Deceptive alignment seems to be the likely outcome of training a sufficiently intelligent AI using gradient descent.  An ML model with a long term goal and an understanding of its training process would probably pretend to be aligned during training, as this would reduce the amount that gradient descent changes its goals and make humans more likely to deploy it, allowing the model to pursue its goal in the long run.  This seems likely to occur because the gradient descent path to deceptive alignment is shorter than the path to genuine alignment due to the fact that models must very specific goals in order to become genuinely aligned.  Moreover, gradient updates towards deceptive alignment generate large performance increases, further favoring the deceptively aligned path.  Deceptively aligned models are also simpler than genuinely aligned models and so are favored by gradient descent's simplicity bias.  While deceptively aligned models are slower and use more computational power than genuinely aligned ones, biasing our models to use less compute is unlikely to be a viable alignment strategy as it would not be performance competitive.  In order to avoid deceptive alignment, we must find new ways to make gradient descent favor genuinely aligned models.


Epistemic Status

The claims made in this piece mirror those made in Evan Hubinger's "How Likely is Deceptive Alignment," which are somewhat speculative but based off of a fair amount of thought/empirical research.



Thanks to Evan Hubinger, Max Nadeau, Thomas Larsen, Rachel Weinberg, Tom Shlomi, and Robi Rahman for providing feedback


1: Introduction

In “How Likely Is Deceptive Alignment” MIRI alignment researcher Evan Hubinger argues that intelligent AIs trained by gradient descent will by default be deceptively (mis)aligned.  But what does this mean?

Imagine that the Christian God is trying to create a human who does what the Bible says, at least so long as they are on earth.  He could do this in three ways:

  • He could create Jesus Christ, who, as a copy of God, has literally identical goals to God (which are the same goals that the Bible instructs you to pursue); Jesus is internally aligned.  
  • He could create Martin Luther, who does not have the exact same goals as God but has the goal of understanding what the Bible says and then doing that.  As a result, to the extent that Luther understands the model, he will act aligned with it.  Moreover, if he misunderstands the Bible, his misunderstanding can be corrected through further study or through God directly telling him what the Bible really says.  Luther is therefore corrigibly aligned.  
  • Finally, he could create Blaise Pascal, who acts aligned only because doing so helps him accomplish his own goal of getting into heaven.  If Pascal ceases to have an instrumental reason to act aligned with God, he will start pursuing his own goals by other means.  Pascal is deceptively aligned.
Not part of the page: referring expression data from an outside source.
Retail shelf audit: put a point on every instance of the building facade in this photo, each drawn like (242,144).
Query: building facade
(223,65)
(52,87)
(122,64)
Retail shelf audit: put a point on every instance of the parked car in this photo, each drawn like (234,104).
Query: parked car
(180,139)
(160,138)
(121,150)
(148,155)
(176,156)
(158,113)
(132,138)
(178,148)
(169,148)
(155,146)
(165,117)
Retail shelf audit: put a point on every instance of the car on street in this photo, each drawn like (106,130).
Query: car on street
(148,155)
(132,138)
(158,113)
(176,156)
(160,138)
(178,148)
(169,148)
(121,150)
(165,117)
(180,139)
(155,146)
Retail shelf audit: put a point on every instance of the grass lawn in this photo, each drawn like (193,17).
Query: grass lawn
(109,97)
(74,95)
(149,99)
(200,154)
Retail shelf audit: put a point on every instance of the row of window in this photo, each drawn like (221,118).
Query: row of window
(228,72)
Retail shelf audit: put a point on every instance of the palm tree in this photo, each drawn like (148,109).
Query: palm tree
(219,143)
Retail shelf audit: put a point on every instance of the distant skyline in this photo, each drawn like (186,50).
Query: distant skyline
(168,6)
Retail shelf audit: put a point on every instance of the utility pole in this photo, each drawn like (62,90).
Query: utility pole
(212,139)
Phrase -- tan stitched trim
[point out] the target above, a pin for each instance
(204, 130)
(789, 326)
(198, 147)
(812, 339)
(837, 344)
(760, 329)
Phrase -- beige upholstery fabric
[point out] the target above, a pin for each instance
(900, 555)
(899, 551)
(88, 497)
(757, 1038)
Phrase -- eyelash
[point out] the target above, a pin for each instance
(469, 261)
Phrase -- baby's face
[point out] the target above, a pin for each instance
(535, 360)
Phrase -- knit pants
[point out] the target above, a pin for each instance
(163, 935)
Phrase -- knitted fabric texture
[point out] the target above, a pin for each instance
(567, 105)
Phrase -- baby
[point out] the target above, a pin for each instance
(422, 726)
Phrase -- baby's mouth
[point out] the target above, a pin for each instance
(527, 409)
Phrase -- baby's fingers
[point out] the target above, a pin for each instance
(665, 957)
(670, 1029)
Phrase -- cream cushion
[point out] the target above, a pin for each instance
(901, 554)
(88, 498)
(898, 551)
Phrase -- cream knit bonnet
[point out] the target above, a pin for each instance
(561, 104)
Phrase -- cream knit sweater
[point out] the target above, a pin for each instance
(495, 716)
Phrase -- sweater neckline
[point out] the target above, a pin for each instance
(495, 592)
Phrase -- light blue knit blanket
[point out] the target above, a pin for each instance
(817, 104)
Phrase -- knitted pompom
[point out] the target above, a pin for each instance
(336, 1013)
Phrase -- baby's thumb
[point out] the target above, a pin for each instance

While we will not grant the model we train eternal life in heaven if it acts aligned during training, it is still likely to have an instrumental reason to perform well during training even if it is not aligned.  This is because if the model performs poorly on the training objective during training, then gradient descent will modify it to make it perform better, including by changing its goal.  However, these modifications are likely to make the model worse at pursuing its own goal because it is not aligned with the training objective.

In contrast, if the model perfectly pursues the training objective during training, gradient descent would change the model and its objective less because such updates would improve its performance by less (or not at all).   Additionally, human observers may be fooled into thinking that the model is aligned and then deploying it, at which point it could freely pursue its actual goal.  Thus, the model is incentivized to pretend to be aligned during training.

The problem with deceptively aligned models is that they appear to pursue the training objective during training and so behave indistinguishably from genuinely aligned models.  Thus, in order to determine the likelihood that we have trained a deceptively aligned model, we cannot just observe its behavior but must have a prior understanding of the “inductive biases” of gradient descent.  

Inductive biases are similar to Bayesian priors in that they determine which particular model, out of all of the models which exhibit a given level of performance, will actually be trained at that level of performance.  For example, a training process might have an inductive bias towards simplicity, meaning that given a level of performance, the training process is more likely to train the simpler models which perform at that level.

High vs Low Path Dependence

There are two broad possibilities for how the inductive biases of gradient descent might work:

  • If gradient descent has low path dependence, different training runs with different initializations and different orderings of training data end up converging.  This would probably occur because gradient descent’s inductive biases favor models with particular properties, so gradient descent produces the model which, at a given level of performance, exhibits those properties to the greatest extent.[1]
  • If gradient descent has high path dependence, then differences between different training runs result in significantly different final models.  Thus, understanding the outcome of gradient descent in the high path dependence case requires us to understand the exact path through model space which the model is likely to take in training rather than merely knowing what properties the final model is likely to have.  

Hubinger argues that we might observe either case, and so considers both of them.


2: High Path Dependence

Internal Alignment

Beginning with the case of high path dependency, Hubinger asks how likely we are to train an internally aligned model.  

The most likely path to internal alignment begins with the model being randomly initialized.  Then, early in training, the model acquires a proxy goal which is a decent approximation of the training objective.  Finally, this proxy is updated over time by gradient descent until it becomes essentially identical to the training objective.  At this point, the model would likely continue to stay internally aligned even if it were trained more, as gradient descent could not improve its performance on the training objective by changing its goal.  Throughout this process, the model’s capabilities and understanding of the world also increase.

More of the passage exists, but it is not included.